All of my early work is figurative. Done with live models using plaster casts. Except for the recurring image of a polyurethane face I got when I was fifteen years old. Plaster casting, fabric, or leather are constant. No matter what other materials I use in a piece. You can see this in The Wave. Over the last five years my life has changed profoundly. Through years of looking inside myself along with meditation, I came to the realization that I am transgender. Living Inside My Head Forced Gender Beliefs reflects these changes. In this piece and future pieces, questions about gender and who we really are will be my message.

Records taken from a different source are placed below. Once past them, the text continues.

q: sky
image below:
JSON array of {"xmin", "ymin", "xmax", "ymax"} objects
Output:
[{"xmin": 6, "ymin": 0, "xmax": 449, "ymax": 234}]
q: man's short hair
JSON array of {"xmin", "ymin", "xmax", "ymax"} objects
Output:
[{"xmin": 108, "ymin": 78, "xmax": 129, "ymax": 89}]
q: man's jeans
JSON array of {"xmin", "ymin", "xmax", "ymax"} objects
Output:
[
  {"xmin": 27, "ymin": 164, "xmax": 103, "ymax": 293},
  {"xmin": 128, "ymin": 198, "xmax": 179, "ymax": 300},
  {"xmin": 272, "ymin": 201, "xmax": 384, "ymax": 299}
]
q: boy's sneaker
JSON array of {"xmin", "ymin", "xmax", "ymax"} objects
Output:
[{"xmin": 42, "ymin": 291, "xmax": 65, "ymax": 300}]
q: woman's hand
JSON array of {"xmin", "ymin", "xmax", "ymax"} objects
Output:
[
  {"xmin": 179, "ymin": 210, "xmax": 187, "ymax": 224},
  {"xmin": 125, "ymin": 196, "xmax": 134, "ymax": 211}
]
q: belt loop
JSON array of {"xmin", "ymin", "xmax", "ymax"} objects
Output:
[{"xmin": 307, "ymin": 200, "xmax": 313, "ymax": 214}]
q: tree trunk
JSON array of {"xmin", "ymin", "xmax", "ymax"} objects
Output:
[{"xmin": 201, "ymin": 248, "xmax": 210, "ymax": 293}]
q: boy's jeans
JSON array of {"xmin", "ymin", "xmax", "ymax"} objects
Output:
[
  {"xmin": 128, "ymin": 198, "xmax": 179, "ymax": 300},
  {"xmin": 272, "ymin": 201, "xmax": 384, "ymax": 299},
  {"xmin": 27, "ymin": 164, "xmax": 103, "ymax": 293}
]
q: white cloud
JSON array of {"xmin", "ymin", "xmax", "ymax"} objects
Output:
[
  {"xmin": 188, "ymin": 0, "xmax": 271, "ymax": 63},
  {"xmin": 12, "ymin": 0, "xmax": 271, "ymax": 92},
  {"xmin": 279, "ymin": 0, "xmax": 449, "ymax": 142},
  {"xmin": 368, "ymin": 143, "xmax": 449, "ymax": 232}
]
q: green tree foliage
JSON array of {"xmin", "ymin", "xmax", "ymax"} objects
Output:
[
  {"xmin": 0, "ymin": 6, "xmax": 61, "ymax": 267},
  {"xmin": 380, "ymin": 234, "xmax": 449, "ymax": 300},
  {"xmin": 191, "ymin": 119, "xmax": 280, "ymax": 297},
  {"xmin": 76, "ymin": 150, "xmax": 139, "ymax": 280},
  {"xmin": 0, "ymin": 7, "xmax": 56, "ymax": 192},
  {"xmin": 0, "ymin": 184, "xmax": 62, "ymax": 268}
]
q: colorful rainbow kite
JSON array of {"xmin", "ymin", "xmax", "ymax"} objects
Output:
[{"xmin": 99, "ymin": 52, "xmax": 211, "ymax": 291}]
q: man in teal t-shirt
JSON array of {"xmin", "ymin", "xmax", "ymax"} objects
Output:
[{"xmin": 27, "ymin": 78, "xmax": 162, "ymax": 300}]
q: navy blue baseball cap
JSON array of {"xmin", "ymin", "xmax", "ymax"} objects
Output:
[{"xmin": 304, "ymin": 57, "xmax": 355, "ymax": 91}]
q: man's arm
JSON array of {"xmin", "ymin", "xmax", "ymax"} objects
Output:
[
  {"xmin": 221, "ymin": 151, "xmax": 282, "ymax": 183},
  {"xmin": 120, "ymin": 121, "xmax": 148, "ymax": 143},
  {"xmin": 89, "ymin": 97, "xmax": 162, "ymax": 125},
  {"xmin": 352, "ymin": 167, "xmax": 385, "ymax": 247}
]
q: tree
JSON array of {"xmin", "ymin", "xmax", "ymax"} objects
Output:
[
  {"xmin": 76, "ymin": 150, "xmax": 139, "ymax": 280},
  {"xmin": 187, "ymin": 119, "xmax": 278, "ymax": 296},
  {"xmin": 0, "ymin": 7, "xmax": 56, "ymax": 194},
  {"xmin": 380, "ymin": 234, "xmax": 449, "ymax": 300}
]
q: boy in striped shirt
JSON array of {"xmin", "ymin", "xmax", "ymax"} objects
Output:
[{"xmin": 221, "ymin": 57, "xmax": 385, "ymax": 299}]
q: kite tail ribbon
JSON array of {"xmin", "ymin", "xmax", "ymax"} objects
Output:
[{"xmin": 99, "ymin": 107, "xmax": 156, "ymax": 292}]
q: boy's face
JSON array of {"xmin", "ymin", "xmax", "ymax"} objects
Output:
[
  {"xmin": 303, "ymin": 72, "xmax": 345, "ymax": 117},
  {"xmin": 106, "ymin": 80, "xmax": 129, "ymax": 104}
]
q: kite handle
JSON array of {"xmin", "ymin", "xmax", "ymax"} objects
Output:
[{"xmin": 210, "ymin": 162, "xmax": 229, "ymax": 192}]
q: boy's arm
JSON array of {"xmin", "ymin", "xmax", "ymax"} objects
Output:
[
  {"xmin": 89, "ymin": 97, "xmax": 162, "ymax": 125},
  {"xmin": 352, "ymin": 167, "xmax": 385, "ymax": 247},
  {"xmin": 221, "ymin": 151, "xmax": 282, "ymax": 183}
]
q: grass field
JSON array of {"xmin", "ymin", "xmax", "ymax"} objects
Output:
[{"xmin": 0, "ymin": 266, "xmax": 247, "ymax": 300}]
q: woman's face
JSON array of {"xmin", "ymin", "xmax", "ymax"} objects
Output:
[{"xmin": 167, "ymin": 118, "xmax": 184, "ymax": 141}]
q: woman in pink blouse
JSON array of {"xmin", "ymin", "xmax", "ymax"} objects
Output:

Right: Living Inside My Head - Forced Gender Beliefs, 2020. Plaster casts, glass, satin, brass, plastic figures, stainless steel clips. 25”x 20.5” x 20.5”.

Roy Baizan

2017 and 2020 BRIO Winner

My name is Roy Baizan and I am a Chicanx documentary photographer and arts educator from The Bronx. When I first began photographing my camera was a tool to explore all of my surroundings and to document community and identity. Today it is also a practice of empowerment and celebration of those around me. I am committed to telling stories that often go misrepresented, and to challenge misconceptions of my community. I am constantly photographing from a perspective that is grounded in the struggles and triumphs of my local communities, from the stories of my Bronx home to returning to my family’s raices in Mexico.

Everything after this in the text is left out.